Representative image
Representative image

MADRID: China is carrying out illegal, transnational policing operations across five continents, targeting overseas critics of the Chinese Communist Party (CCP) with harassment, threats against their families back home and "persuasion" techniques to get them to go back, according to a recent report.

Chinese police are currently running at least 54 "overseas police service centers" in foreign countries, some of which work with law enforcement back home to run operations on foreign soil, the report from Safeguard Defenders said, RFA reported.

Initially started as a pilot scheme by police in Qingtian county, Zhejiang province, in 2019, the overseas stations were ostensibly set up to help Chinese nationals overseas with administrative tasks, the report said.

"But they also serve a far more sinister and wholly illegal purpose. Some official anecdotes of official operations explicitly cite the active involvement of Hometown Associations on the ground in tracking and pursuing targets indicated by [police or public prosecutors in China]," the report said.

Hometown Associations are community based groups of people from the same town in China, and are connected to the hierarchy of the CCP's United Front Work Department, which runs outreach and influence operations both in China and overseas, RFA reported.

One of the key operations the service centers are involved in is the "persuasion to return" process, in which pressure is brought to bear on activists overseas using threats and retaliation against their loved ones back in China.

"In the mere 15 months between April 2021 and July 2022 alone, a staggering 230,000 Chinese nationals were returned to face potential criminal charges in China through these methods, which often include threats and harassment to family members back home or directly to the target abroad either through online or physical means," Safeguard Defenders said.

The "persuasion to return" campaign was rolled out as a pilot project across 10 provinces in 2018, and official guidelines include denying targets' children the right to education in China, or targeting their family members for harassment.

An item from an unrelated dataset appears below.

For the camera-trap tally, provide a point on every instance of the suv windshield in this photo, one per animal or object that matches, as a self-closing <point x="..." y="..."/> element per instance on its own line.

"The combination of an absolute absence of minimal judicial safeguards for the target and the association by guilt methods employed on their families, as well as the illegal methods adopted to circumvent official international cooperation mechanisms and the use of United Front Work-related organizations abroad to aid in such efforts, pose a most grave risk to the international rule of law and territorial sovereignty," the report found, RFA reported.